Quando hai capito che la tua vita aveva la vocazione educativa?

-Mah si, io ho avuto la fortuna di incontrare delle persone che mi volevano bene, quando Francesco mi è stato affidato, mi è stata data una poesia che si che si chiamava “il bambino affidato”.

Alle medie divento l’idiota che ho raccontato di essere, un giorno mi sparisce il libro di scienze e mia madre mi fa la ramanzina, tre giorni dopo scopro che me l’aveva tolto mio nonno, e mi dice: “Tu non sai se non hai letto tutto, contiene una meraviglia, sai che questo libro parla dell’astronomia?” Ed era tutto gasato da ciò che raccontava il libro sull’astronomia, poi scuote la testa, e mi dice: “Ti auguro di capire che studiare non è solo un obbligo, ma un’occasione di capire quanto sia bello il mondo”.

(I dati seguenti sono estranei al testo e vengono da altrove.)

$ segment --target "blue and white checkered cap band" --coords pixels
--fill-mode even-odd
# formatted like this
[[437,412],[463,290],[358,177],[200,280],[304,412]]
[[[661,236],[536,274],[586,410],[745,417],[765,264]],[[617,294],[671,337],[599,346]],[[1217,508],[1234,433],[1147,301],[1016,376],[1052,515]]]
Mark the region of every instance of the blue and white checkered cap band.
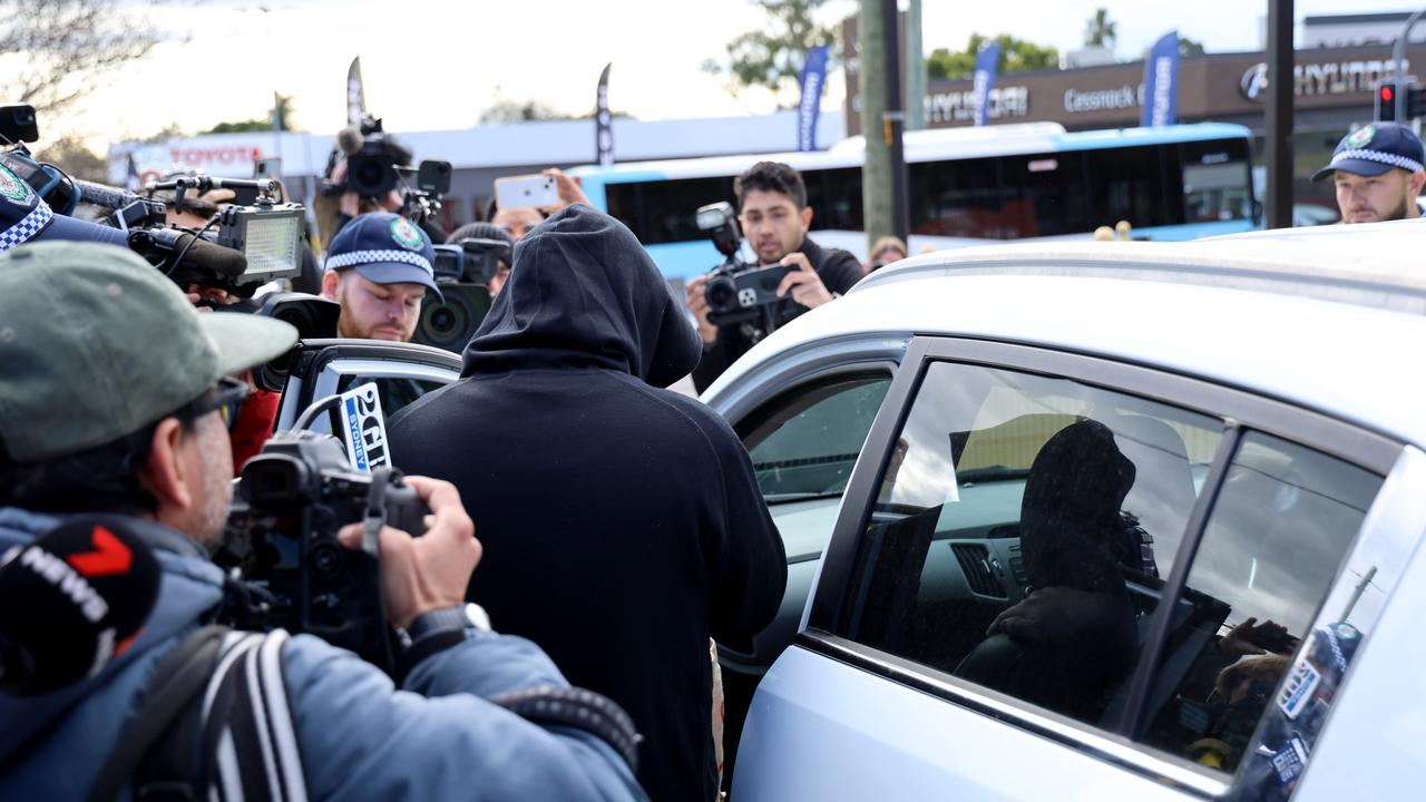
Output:
[[392,261],[414,264],[435,275],[435,271],[431,270],[431,260],[411,251],[351,251],[349,254],[337,254],[327,257],[327,270],[341,270],[358,264],[386,264]]
[[26,214],[19,223],[0,231],[0,254],[27,243],[30,237],[39,234],[50,223],[51,217],[54,217],[54,213],[50,211],[50,204],[41,200],[39,205],[30,210],[30,214]]
[[1422,163],[1415,158],[1406,158],[1405,156],[1396,156],[1395,153],[1386,153],[1380,150],[1343,150],[1342,153],[1332,157],[1332,164],[1328,167],[1336,167],[1348,158],[1360,158],[1362,161],[1376,161],[1379,164],[1390,164],[1392,167],[1400,167],[1407,173],[1420,173]]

Il 28 maggio 2012, al tramonto, mio nonno moribondo, ha un attimo di lucidità, e mi dice in risposta alla domanda “Come stai?”, mi stringe la mano e mi fa: “Sto benissimo perché c’è un tramonto meraviglioso”, alzo gli occhi e vedo un tramonto, tutto luce, uno di quelli di maggio.

Il giorno dopo muore, e lo porto nel cuore, perché lui è morto dicendo grazie per ciò che ho avuto e non per ciò che non ho più-.

La vocazione all’insegnamento sta nella trasmissione a raccontare la meraviglia della vita.

La redazione di Passalaparola.net ringrazia il prof. Marco Erba.